Quittant le domaine des entreprises et les organisations pour rayonner dans l’ensemble de la société, le vaste programme mené dans le domaine de l’information médicale mériterait à lui seul de larges développements. Un projet qui touche de plus près la profession a été présenté par Chris Batt, conseiller à la commission des services d’information et des bibliothèques du Royaume-Uni. Il prévoit la mise en place du réseau des nouvelles bibliothèques. Sa mission est de relier l’ensemble des 4 000 bibliothèques publiques d’ici la fin de l’an 2002 pour permettre un accès public universel à l’ensemble des ressources du savoir. Le projet est d’envergure, plus de 30 000 terminaux seront disponibles,. 100 millions de livres sterling sont destinées au matériel, 20 à la formation et 50 au contenu.

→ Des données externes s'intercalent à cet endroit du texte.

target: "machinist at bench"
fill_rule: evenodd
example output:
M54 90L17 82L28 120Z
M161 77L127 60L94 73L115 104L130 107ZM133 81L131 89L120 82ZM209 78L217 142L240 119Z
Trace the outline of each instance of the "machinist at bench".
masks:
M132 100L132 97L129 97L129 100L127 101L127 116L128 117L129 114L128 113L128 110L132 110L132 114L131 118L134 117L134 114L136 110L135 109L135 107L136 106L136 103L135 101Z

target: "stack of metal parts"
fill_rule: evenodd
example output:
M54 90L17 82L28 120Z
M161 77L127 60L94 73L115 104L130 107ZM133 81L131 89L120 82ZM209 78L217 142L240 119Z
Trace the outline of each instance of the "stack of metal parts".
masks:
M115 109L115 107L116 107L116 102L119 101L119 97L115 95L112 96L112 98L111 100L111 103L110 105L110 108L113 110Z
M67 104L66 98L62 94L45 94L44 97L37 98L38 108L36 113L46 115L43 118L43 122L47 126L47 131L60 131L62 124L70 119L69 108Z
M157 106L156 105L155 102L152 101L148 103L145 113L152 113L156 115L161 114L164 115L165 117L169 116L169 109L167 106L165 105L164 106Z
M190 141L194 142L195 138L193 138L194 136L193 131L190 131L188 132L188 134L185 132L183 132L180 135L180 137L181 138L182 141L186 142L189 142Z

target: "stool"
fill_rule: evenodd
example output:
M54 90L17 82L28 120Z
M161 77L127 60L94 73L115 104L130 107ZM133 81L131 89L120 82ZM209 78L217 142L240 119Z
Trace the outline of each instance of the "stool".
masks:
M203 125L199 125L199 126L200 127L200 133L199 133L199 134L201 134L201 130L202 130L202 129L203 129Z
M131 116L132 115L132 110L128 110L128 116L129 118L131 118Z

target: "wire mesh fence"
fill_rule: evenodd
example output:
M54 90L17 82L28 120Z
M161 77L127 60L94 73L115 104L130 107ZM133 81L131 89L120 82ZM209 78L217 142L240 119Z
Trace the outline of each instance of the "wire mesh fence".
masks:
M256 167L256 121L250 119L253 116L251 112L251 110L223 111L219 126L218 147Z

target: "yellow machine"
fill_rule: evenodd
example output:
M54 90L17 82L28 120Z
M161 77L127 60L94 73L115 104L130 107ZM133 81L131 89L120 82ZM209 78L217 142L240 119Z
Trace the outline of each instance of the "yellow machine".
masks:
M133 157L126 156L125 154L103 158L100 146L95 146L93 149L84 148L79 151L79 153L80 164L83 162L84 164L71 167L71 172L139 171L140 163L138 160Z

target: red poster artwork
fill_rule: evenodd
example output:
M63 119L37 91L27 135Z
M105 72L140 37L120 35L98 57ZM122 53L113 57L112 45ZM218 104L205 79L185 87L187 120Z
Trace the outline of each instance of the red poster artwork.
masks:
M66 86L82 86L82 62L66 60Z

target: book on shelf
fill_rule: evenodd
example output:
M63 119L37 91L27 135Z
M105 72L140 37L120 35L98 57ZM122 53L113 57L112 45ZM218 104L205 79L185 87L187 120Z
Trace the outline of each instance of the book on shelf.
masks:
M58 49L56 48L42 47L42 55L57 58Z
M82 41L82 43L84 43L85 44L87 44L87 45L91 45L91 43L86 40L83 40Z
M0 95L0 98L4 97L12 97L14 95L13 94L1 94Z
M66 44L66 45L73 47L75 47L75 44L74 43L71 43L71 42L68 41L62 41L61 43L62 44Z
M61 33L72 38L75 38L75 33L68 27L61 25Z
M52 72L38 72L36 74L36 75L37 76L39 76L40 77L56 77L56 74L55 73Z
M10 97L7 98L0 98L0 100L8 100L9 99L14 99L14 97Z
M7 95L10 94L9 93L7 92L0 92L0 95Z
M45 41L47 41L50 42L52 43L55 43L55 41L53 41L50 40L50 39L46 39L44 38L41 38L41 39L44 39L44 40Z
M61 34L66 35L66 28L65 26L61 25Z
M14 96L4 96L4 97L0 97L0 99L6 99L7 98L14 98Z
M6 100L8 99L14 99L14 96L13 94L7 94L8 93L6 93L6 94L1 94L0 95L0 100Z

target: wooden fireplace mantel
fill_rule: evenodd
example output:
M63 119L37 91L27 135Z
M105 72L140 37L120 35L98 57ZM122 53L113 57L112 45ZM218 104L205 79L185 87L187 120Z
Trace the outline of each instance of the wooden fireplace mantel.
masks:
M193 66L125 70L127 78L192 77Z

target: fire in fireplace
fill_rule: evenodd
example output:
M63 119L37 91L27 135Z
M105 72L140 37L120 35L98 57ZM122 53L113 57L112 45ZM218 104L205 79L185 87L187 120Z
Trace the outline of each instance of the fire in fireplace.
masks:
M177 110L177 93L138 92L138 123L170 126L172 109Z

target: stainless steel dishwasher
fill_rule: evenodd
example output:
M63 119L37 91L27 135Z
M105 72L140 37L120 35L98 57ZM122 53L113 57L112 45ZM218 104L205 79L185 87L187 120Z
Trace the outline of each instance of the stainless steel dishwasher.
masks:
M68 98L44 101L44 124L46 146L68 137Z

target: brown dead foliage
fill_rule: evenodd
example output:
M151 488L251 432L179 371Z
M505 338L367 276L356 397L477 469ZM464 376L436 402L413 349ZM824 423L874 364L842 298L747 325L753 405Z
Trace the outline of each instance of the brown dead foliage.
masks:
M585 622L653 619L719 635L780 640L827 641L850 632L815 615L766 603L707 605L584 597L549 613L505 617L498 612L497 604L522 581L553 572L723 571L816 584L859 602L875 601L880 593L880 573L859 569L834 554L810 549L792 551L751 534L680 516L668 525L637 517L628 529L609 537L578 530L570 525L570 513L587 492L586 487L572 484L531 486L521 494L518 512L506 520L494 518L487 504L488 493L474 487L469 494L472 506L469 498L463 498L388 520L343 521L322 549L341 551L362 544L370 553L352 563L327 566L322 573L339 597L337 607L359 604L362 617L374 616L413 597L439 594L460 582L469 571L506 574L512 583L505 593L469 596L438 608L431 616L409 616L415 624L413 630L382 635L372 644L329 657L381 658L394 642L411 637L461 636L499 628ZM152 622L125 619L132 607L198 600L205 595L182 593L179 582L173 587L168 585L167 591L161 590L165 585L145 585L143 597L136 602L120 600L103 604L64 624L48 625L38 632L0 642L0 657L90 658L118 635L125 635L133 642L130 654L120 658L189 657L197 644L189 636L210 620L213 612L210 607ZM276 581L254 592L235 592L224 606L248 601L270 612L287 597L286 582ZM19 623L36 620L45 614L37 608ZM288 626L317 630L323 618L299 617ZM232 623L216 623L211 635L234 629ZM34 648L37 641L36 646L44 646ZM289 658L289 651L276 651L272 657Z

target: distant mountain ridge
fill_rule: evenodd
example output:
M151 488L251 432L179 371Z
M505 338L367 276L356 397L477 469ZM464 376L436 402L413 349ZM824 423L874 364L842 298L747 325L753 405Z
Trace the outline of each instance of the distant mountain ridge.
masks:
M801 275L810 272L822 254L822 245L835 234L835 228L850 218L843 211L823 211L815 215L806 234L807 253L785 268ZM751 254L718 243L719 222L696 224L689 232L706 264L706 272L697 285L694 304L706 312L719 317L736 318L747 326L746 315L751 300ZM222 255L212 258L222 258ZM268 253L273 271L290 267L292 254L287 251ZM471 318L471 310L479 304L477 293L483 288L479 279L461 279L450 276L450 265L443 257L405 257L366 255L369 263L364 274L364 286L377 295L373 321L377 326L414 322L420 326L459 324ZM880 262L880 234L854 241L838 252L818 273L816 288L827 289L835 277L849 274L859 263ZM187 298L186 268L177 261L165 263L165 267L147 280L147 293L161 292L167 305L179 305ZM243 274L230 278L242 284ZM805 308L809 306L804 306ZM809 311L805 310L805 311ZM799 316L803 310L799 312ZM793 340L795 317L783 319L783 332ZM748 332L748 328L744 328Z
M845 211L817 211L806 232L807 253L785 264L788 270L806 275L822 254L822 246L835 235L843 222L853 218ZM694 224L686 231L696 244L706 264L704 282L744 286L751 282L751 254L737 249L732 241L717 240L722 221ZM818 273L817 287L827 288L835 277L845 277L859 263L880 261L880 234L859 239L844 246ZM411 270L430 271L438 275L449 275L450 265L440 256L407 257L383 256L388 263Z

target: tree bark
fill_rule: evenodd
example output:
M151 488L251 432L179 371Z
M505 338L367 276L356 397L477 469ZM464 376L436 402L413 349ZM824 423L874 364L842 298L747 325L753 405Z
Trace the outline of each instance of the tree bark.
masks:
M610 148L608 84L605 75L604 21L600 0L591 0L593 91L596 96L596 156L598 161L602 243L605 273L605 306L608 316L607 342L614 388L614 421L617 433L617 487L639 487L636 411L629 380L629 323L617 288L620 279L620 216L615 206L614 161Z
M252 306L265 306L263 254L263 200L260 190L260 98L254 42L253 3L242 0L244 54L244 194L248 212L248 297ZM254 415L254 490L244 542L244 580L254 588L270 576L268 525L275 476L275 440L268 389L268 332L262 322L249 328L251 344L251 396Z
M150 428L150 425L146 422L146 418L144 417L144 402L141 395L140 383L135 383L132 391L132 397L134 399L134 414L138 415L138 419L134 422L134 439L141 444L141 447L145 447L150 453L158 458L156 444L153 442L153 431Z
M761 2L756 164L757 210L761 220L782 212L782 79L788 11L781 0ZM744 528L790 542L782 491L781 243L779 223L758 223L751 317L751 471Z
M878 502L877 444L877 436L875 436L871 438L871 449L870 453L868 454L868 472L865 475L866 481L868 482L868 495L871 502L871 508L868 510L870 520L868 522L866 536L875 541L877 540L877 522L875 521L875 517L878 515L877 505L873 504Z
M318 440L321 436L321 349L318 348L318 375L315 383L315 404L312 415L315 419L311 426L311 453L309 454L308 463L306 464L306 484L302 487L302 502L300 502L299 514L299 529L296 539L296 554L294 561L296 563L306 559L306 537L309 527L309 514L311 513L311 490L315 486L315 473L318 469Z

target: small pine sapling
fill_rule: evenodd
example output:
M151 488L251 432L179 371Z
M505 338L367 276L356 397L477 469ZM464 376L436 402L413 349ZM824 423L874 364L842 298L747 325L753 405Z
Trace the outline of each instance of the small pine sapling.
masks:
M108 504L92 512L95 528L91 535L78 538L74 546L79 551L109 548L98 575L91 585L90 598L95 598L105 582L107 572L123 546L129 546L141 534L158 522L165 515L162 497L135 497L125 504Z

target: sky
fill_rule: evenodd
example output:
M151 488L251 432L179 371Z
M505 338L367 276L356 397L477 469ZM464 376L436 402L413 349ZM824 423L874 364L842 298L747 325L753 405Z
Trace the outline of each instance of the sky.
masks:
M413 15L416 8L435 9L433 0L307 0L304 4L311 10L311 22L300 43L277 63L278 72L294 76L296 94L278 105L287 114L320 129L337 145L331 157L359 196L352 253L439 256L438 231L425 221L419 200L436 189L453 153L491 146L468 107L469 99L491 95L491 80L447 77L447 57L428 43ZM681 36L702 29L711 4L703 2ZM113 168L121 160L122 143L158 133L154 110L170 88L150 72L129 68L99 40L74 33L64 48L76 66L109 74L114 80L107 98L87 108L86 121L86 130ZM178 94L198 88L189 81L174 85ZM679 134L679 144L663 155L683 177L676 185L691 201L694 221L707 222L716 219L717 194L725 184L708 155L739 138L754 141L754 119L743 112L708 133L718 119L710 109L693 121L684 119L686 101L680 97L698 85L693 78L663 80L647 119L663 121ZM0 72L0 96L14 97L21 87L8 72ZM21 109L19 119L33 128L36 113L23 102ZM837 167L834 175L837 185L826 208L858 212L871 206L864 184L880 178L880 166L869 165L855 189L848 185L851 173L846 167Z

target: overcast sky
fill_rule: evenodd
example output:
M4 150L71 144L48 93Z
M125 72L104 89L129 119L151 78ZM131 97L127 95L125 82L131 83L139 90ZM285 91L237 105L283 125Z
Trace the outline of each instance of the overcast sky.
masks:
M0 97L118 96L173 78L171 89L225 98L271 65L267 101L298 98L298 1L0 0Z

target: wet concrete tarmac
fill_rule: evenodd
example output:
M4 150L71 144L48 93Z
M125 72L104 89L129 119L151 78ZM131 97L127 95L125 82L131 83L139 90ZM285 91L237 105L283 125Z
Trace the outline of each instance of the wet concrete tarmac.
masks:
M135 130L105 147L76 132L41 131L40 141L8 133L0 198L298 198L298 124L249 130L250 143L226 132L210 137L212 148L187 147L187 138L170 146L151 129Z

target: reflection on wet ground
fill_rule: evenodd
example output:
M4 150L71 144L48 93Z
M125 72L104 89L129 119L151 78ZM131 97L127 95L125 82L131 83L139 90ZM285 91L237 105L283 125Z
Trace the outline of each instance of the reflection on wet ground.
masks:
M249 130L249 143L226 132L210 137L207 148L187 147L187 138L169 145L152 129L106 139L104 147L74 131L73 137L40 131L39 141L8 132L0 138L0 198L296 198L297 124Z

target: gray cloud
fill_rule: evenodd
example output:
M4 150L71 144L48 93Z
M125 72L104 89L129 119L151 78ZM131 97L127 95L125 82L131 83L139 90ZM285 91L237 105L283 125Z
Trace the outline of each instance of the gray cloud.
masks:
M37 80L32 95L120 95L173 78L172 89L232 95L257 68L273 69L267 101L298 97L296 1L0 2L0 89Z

L’intervention publique est absolument vitale dans une société de l’information qui a besoin d’une population formée et informée, où l’apprentissage a lieu tout au long de la vie, où les technologies seront aussi indispensables que de savoir lire et écrire. Il s’agit d'un renouveau fondamental, d’une véritable politique publique d’inclusion sociale.

La même question a ouvert et fermé ce colloque : le Knowledge Management est-il un simple effet de mode ? On peut répondre par l’affirmative dans la mesure où on en parle beaucoup aujourd’hui, et où, dans quelques années, on ne s’apercevra plus de son existence. Parle-t-on encore de la fée électricité ?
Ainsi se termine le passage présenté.